Teeth are a very important part of our body. They help in eating, talking and looking your best when you smile. Without healthy teeth and gums, eating would be a pain, and you could become hesitant in opening your mouth to talk or smile because of yellow teeth or bad breath. This could happen to anybody, but many people often take oral hygiene for granted. Kids are one of these most common culprits. You ask children if they brushed their teeth, and they almost always say yes when they actually didn’t. A lot of kids (and some adults, even!) are lazy when it comes to dental care. Just as eating and showering, taking care of your teeth should be a necessary part of your daily routine.
Recommended cleaning/brushing gums and teeth timeline:
- Newborns – Newborn infants don’t have teeth just yet, but it is recommended to wipe down their gums with a damp cloth after each feeding session to prevent bacteria buildup.
- 0-3 years old – As soon as baby teeth start to grow in, tooth decay can occur at any time. Begin brushing as soon as the first tooth appears, and make sure you use a soft-bristled toothbrush and a tiny amount of toothpaste with fluoride.
- 3-6 years old – When a child turns 3, you can start teaching him or her brushing techniques and tips (e.g., not to swallow toothpaste). Parent supervision and guidance is important during this time. By age 6, children should be able to brush their teeth on their own.
Take your child to the dentist. The American Dental Association (ADA) recommends that the first dental visit take place within six months after the first tooth appears, but no later than a child’s first birthday. From then on, it’s recommended to regularly visit the dentist twice a year for checkups and cleaning.
Brush teeth at least twice a day. Your child should be brushing his or her teeth twice a day (after breakfast and before bedtime) for about 2-3 minutes each time. Be sure to brush the tongue, too! Good brushing helps prevent plaque buildup.

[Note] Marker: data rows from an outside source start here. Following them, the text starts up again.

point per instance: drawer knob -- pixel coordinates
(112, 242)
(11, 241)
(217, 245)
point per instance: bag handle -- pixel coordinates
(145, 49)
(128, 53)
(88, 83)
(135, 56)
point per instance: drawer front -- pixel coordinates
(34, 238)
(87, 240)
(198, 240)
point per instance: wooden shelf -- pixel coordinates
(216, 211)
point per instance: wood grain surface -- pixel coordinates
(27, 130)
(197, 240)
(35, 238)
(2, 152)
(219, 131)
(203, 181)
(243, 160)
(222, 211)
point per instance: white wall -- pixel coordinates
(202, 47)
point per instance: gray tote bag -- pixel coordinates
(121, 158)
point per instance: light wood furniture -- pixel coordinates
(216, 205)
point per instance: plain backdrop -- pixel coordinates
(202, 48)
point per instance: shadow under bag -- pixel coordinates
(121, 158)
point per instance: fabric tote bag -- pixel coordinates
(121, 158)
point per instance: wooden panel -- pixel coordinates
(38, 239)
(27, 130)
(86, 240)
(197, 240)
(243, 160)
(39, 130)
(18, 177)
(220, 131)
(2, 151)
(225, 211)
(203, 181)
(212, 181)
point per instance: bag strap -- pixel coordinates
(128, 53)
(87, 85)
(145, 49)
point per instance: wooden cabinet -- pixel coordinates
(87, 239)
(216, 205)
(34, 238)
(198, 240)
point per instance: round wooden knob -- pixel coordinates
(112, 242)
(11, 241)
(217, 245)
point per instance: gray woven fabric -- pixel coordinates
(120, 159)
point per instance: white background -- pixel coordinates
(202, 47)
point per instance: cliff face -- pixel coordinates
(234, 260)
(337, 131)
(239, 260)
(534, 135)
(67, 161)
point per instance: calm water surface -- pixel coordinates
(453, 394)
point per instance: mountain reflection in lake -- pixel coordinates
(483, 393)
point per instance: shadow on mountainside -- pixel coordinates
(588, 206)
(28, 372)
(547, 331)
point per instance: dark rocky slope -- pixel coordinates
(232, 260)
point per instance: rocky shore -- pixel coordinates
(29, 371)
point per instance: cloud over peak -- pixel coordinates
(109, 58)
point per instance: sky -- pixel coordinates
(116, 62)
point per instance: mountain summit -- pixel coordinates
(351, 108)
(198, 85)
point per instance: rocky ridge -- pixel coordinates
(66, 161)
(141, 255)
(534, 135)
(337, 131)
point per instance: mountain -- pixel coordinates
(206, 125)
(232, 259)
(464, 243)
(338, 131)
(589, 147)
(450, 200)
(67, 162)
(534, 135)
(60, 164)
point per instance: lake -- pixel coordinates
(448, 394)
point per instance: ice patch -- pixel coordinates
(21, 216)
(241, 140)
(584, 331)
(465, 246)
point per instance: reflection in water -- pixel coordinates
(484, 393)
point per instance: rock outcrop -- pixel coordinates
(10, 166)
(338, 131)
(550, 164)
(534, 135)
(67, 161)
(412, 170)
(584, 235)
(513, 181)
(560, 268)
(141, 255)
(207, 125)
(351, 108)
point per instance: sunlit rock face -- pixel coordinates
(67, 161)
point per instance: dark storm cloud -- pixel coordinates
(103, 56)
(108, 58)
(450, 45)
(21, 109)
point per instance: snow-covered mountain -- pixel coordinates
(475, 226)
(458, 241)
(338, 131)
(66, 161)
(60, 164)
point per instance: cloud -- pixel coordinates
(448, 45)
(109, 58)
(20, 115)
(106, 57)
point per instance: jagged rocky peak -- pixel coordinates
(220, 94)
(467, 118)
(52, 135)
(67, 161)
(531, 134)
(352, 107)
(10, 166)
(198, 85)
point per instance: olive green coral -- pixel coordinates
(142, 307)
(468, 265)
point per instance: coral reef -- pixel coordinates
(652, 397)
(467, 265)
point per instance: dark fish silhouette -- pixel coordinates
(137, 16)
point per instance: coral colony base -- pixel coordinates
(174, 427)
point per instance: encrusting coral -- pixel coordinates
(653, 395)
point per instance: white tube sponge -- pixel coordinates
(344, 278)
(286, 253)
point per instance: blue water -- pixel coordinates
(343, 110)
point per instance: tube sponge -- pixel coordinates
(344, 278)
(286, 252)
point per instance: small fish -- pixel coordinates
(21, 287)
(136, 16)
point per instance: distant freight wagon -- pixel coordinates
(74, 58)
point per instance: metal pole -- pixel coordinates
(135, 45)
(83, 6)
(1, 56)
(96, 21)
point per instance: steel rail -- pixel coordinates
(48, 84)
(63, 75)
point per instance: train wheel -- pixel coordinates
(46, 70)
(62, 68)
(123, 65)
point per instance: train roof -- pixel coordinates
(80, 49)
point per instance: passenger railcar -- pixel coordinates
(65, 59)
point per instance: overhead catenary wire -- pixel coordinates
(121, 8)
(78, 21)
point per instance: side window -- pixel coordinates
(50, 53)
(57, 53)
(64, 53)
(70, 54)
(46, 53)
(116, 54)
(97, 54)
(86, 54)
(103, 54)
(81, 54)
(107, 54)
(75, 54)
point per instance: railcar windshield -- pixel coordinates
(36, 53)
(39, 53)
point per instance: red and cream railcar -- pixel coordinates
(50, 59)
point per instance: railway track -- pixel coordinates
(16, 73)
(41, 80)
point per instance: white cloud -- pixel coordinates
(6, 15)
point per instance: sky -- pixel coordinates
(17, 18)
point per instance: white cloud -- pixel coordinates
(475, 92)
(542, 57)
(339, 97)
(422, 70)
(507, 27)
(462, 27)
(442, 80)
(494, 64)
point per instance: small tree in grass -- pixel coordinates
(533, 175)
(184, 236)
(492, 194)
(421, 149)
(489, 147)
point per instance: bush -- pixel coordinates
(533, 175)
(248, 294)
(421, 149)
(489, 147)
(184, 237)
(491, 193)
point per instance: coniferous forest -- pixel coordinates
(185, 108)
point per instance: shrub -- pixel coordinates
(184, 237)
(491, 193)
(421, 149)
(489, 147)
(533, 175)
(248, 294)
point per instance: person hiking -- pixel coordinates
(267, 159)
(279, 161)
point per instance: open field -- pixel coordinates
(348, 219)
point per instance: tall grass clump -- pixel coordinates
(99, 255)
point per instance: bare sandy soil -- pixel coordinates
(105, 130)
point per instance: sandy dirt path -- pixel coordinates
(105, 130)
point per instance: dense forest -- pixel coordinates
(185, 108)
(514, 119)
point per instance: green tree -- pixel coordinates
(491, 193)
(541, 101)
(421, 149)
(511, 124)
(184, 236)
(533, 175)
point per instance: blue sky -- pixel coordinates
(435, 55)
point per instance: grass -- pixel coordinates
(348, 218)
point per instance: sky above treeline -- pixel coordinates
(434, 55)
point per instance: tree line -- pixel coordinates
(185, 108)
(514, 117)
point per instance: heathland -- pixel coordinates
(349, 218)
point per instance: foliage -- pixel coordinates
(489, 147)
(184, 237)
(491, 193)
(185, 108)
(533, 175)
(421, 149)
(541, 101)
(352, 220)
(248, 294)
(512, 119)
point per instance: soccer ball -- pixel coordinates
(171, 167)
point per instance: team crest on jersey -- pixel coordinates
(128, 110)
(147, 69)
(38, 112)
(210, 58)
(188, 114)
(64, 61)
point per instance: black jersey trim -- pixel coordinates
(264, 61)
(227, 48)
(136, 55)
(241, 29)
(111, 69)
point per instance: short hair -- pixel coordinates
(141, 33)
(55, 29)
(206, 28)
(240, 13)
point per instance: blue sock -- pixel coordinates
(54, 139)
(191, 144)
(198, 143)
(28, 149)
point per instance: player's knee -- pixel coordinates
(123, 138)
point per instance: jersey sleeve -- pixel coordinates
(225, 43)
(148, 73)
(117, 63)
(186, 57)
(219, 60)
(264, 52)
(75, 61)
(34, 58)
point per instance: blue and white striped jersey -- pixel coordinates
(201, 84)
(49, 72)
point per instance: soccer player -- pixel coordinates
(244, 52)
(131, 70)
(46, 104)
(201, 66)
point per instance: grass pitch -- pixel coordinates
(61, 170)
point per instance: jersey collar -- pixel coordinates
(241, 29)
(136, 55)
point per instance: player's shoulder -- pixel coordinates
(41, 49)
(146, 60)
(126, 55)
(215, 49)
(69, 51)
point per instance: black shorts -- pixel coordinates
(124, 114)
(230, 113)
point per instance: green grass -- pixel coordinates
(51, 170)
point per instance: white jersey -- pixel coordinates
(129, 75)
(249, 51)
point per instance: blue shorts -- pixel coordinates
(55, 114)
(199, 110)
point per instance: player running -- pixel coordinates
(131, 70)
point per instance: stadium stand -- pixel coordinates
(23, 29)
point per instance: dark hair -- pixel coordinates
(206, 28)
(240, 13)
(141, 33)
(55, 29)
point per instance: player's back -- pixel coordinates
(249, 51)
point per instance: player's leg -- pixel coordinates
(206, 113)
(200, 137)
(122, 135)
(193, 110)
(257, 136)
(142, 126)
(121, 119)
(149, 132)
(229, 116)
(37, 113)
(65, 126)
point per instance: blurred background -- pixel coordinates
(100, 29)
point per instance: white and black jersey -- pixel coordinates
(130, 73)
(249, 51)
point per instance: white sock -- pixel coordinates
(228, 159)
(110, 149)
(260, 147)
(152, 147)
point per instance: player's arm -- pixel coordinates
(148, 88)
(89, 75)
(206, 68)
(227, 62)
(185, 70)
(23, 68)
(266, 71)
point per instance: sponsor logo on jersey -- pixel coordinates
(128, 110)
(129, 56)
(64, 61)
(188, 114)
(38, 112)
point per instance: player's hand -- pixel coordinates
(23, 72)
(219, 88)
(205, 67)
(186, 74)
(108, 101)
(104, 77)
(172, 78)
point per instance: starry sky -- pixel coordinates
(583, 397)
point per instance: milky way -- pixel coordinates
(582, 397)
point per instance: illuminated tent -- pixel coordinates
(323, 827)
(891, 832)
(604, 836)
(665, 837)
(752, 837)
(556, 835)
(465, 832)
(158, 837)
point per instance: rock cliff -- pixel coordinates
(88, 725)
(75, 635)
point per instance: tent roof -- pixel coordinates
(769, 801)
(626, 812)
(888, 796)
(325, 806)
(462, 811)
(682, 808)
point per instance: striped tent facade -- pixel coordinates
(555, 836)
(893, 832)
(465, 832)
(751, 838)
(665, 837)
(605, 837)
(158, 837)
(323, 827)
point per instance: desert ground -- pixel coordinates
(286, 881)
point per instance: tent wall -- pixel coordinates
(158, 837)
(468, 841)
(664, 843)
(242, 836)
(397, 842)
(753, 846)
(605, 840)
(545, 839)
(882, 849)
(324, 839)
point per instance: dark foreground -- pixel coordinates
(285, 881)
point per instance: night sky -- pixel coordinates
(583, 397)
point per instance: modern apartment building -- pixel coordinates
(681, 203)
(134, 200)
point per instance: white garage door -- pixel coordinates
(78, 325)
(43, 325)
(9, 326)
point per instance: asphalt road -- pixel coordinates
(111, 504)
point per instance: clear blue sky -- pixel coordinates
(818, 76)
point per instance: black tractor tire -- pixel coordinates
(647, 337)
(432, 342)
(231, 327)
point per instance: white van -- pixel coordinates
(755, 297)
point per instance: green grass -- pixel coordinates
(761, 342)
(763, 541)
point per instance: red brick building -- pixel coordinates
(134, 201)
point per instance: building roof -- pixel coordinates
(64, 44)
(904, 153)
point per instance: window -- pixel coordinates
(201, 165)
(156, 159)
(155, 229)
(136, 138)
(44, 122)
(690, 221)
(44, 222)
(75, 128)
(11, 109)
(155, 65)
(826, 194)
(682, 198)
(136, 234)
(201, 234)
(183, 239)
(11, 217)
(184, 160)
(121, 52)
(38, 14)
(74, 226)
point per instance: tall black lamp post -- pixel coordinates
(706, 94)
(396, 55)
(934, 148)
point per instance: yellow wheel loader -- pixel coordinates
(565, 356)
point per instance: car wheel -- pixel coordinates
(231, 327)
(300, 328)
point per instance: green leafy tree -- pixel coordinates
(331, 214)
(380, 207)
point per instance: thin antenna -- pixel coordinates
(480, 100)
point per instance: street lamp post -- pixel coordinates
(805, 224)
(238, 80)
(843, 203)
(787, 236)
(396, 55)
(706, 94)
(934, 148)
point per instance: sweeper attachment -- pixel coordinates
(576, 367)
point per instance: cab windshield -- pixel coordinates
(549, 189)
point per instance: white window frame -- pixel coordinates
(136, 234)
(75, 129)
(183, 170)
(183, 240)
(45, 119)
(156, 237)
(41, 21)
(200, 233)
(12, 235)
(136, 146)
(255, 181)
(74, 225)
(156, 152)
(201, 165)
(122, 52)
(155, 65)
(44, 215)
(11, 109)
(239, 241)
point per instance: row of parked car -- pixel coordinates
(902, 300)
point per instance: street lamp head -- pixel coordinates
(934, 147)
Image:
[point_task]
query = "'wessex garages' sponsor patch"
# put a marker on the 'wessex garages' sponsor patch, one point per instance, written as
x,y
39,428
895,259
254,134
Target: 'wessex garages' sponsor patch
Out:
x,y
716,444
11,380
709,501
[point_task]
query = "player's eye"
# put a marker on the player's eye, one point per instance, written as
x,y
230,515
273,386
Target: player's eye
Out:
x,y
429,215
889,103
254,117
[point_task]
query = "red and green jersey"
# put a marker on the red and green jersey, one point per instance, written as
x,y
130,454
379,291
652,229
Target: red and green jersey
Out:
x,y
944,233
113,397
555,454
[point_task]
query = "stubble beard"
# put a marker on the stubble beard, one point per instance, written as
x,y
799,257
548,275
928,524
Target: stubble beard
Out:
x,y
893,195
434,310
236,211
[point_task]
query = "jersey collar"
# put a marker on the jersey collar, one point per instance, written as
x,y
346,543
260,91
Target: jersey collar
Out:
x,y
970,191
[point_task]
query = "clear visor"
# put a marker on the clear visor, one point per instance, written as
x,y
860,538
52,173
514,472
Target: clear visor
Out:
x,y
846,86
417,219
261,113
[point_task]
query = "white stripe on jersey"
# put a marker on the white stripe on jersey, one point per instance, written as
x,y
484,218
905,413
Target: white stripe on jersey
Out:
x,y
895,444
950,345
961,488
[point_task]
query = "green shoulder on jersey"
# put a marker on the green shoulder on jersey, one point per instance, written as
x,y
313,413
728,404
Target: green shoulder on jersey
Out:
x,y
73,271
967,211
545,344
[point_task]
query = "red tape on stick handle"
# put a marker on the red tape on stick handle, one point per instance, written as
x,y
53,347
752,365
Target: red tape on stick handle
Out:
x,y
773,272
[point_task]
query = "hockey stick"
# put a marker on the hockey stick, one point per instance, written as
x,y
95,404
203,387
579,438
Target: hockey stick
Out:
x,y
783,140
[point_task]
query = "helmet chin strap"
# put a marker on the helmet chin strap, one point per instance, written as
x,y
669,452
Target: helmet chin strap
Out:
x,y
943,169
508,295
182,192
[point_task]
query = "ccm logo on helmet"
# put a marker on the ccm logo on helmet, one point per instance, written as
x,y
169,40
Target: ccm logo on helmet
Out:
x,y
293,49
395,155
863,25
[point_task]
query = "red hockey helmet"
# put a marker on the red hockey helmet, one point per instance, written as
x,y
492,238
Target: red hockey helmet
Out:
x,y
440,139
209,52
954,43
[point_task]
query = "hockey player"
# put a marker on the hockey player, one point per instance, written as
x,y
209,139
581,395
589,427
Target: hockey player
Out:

Flossing is important, whether you like it or not. A lot of people skip the flossing step, but flossing is necessary to get out the extra food and bacteria particles stuck between your teeth, which may have been missed during brushing.
Sugar is the enemy. We all love our sweets, but too much sugar is dangerous to our teeth and overall health. Children tend to be more vulnerable because they have less control and sweets are their weakness (what child rejects candy?). Be sure to regulate what your child eats and try to reduce sugar intake as much as possible. Bacteria in the mouth love sugar, which can easily lead to cavities. Keep sweets a “treat,” not a regular part of their diet.